If you would like to see the confidence aswell, that is also possible since it is also logged by Extractable but it would be a bit more tricky to get. The confidence for each table is found in: dataobj.data['TableDetectorTATR']['detection']

dataobj = ex.extract(table_pdf_file, empty_folder, output_filetype=ex.Filetype.EXCEL, mode=ex.Mode.PERFORMANCE)
list_of_logs_containing_confidence = dataobj.data['TableDetectorTATR']['detection']

print(list_of_logs_containing_confidence )

this would return:

['Detected table with confidence: 0.942 at location: [223.73, 320.86, 1570.85, 524.63]', 
'Detected table with confidence: 0.998 at location: [172.82, 435.92, 1550.88, 1273.52]', 
'Detected table with confidence: 0.999 at location: [174.49, 415.85, 1524.34, 1249.1]', 
'Detected table with confidence: 0.997 at location: [179.45, 472.47, 1528.12, 750.77]', 
'Detected table with confidence: 0.999 at location: [176.47, 503.17, 1544.16, 1798.65]', 
'Detected table with confidence: 0.999 at location: [174.29, 1181.46, 814.84, 1379.8]', 
'Detected table with confidence: 0.978 at location: [921.51, 306.78, 1423.8, 489.91]', 
'Detected table with confidence: 0.919 at location: [193.14, 1823.28, 871.23, 2056.43]', 
'Detected table with confidence: 0.903 at location: [918.15, 746.17, 1574.14, 965.21]', 
'Detected table with confidence: 1.0 at location: [918.04, 1208.17, 1575.54, 1364.85]', 
'Detected table with confidence: 0.976 at location: [926.71, 1542.82, 1515.95, 1871.22]',
...
...
... ]

these are the x, y, width and height values as provided by TATR, those are very tightly fitted to the table. I recommend expanding all of the borders by 20px to get an adequate image of the full table.

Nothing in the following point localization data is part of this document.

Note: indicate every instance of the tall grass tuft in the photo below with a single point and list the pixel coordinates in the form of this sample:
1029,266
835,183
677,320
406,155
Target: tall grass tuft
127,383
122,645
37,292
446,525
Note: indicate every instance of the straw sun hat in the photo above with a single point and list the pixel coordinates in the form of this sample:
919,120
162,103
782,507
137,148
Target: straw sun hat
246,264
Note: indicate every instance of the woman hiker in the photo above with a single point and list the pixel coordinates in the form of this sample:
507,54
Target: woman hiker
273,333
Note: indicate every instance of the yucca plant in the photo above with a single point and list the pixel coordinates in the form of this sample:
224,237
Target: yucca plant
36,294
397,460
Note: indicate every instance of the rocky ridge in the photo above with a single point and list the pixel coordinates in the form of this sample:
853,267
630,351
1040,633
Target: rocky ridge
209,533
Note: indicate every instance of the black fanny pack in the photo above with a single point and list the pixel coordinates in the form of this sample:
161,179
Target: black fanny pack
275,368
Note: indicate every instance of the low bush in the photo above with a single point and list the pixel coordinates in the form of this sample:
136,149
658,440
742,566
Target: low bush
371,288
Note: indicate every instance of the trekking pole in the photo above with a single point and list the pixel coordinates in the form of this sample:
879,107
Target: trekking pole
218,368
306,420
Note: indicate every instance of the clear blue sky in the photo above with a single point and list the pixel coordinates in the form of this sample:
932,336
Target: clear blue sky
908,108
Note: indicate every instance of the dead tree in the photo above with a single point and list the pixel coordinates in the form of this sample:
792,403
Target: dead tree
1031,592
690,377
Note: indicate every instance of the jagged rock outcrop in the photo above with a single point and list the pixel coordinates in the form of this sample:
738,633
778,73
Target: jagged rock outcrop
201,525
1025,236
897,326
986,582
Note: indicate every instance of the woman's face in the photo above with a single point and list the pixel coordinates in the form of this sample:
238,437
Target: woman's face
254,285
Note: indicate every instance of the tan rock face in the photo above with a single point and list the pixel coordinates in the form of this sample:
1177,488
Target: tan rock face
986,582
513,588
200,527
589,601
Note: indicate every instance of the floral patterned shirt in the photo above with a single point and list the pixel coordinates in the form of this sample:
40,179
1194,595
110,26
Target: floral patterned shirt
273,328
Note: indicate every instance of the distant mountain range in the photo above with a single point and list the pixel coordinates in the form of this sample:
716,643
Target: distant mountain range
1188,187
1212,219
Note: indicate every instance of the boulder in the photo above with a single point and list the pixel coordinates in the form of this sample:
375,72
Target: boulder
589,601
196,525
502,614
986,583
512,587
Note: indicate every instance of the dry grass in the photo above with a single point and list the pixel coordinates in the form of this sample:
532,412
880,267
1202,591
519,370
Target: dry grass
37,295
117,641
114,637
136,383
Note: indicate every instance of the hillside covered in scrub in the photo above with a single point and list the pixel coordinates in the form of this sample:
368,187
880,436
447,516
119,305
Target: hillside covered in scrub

If the column and row detection is not according to your wish you can also tune the sensitivity of the model by manually entering into the extractable/StructureDetector.py file and going to line 166 to 178. Here, extractable decides which columns and rows to keep and which to 'throw away' based on TATR's confidence.

if not (label == 1 and score <= .88) and \  #This means only keep columns when confidence is higher than 88%
not (label == 2 and score <= .64) and \     #This means only keep rows when confidence is higher than 64%

I understand that this is a temporary solution, I am working on allowing these values to be passed in as input variables in the extract() function so you dont need to get into the code to change them.

I hope you got some value out of it. If you have any feedback or suggestions regarding extractable, let me know!

mirix commented 7 months ago

I have provided the tokens as a list of dictionaries as suggested here:

https://github.com/microsoft/table-transformer/blob/main/docs/INFERENCE.md

However, it seems it is completely ignored.

I guess that the bounding boxes differ a bit, but still...

omid-ghozatlou commented 2 weeks ago

Hello everyone! I have some unstructured tables which they confuse LLM to extract correct values of tables. I was thinking to use this code to extract tables in CSV format and then I feed LLM. However @linkstatic12 said this code does not give OCR. What do you recommend me to extract correct table csv format?